Obama wants facts on Syria chemical
weapons first, White House says

US President Barack Obama is awaiting a "definitive judgment" on whether the Syrian regime used chemical weapons against rebel fighters before taking action, the White House said Friday.


The United States said Thursday for the first time that it believed Syrian President Bashar al-Assad's regime had likely used chemical weapons against opposition forces, though cautioned spy agencies were not 100 percent sure.


"We are working to establish credible and corroborated facts to build on this intelligence assessment in order to establish a definitive judgment as to whether or not the president's red line has been crossed," White House spokesperson Jay Carney said.


The spokesman said those facts would "inform our decision-making about next steps," adding that "all options remain on the table."


"The president wants the facts.

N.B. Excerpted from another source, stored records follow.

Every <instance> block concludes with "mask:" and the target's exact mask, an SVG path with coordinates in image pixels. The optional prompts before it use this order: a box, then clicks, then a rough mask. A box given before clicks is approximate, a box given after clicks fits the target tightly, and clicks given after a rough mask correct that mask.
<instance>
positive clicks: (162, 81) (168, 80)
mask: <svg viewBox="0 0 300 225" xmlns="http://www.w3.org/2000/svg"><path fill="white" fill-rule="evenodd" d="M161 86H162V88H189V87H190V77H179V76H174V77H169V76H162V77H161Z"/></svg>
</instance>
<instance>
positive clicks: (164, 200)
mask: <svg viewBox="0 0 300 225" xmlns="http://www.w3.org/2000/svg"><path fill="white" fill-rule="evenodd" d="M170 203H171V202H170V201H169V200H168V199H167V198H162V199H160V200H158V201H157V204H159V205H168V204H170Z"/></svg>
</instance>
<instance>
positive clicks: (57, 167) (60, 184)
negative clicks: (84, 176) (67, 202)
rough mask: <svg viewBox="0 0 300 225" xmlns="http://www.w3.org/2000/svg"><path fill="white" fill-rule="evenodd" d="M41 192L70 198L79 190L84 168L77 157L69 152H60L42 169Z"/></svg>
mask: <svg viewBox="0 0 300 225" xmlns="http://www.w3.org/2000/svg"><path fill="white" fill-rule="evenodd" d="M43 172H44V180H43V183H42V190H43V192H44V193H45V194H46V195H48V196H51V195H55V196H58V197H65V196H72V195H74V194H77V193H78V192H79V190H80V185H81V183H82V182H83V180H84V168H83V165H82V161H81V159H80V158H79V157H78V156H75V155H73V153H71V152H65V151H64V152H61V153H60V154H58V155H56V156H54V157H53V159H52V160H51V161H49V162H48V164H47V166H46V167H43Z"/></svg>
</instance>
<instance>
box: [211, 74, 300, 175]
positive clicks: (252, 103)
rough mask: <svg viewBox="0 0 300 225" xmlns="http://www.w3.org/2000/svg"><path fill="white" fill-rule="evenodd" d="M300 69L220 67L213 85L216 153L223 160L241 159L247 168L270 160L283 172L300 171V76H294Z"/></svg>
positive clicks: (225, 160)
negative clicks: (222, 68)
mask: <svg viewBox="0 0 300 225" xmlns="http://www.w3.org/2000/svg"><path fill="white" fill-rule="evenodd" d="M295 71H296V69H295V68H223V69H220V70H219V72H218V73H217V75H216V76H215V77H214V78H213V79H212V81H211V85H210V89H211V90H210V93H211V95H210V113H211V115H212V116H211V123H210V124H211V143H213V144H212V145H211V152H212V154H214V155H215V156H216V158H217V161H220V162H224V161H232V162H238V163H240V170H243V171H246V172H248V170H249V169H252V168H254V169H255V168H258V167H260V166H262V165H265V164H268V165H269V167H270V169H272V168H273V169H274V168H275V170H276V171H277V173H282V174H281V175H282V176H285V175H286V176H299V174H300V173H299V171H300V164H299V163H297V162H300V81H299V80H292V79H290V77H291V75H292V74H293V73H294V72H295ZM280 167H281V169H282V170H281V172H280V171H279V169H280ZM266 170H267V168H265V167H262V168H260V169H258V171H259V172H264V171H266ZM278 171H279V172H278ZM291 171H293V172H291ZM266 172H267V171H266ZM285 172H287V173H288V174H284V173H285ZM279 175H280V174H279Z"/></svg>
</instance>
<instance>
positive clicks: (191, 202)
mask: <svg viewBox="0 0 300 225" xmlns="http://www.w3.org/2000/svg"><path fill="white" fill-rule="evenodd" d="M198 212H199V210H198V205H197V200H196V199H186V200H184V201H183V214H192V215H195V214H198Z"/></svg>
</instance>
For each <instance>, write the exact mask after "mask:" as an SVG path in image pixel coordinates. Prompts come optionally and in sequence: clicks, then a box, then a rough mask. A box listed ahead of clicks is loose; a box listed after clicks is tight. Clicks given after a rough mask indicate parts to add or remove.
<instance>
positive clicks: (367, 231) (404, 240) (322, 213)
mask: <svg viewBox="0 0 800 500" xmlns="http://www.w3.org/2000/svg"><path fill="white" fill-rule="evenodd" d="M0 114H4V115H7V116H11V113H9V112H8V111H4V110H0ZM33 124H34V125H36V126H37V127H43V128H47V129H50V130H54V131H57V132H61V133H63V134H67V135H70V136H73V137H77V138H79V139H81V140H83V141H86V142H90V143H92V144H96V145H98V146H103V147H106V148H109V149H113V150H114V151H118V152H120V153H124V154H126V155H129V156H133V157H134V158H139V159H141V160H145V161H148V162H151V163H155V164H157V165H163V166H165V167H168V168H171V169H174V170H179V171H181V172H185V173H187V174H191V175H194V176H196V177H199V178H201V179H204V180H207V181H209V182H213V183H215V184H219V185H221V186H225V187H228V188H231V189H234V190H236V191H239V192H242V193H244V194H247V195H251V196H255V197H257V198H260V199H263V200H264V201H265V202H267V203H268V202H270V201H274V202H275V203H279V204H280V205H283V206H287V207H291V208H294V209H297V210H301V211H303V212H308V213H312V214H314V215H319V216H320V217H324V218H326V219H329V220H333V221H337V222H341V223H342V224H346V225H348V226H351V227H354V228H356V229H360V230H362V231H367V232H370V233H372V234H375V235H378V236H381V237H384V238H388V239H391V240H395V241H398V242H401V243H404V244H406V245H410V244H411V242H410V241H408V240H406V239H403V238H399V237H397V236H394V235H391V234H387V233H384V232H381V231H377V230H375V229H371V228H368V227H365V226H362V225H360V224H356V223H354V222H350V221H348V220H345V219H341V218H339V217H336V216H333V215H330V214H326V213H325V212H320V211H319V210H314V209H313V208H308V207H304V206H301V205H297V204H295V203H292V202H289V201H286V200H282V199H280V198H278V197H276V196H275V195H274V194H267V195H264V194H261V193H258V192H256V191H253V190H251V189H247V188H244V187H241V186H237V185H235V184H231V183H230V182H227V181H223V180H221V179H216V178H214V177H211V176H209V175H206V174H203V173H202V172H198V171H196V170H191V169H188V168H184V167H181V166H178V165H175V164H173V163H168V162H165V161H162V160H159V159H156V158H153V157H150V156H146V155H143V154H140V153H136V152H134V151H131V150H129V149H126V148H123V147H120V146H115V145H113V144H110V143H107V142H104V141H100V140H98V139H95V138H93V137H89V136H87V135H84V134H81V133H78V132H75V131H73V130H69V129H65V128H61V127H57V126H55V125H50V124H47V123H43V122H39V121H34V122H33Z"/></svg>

And I'm not going to set a timeline, because the facts need to be what drives this investigation -- not a deadline," Carney said.


"The situation in Syria is and has been grave. The Assad regime has the blood of its own people on its hands."


The spokesman reiterated that Washington backed a United Nations investigation into the use of chemical weapons in Syria.


Syria asked for a UN probe but has since refused to let a UN team waiting in the region into the country.


Assad's government only wants its claims that opposition rebels used chemical arms to be investigated. UN Secretary General Ban Ki-moon has said the team should also look into opposition claims.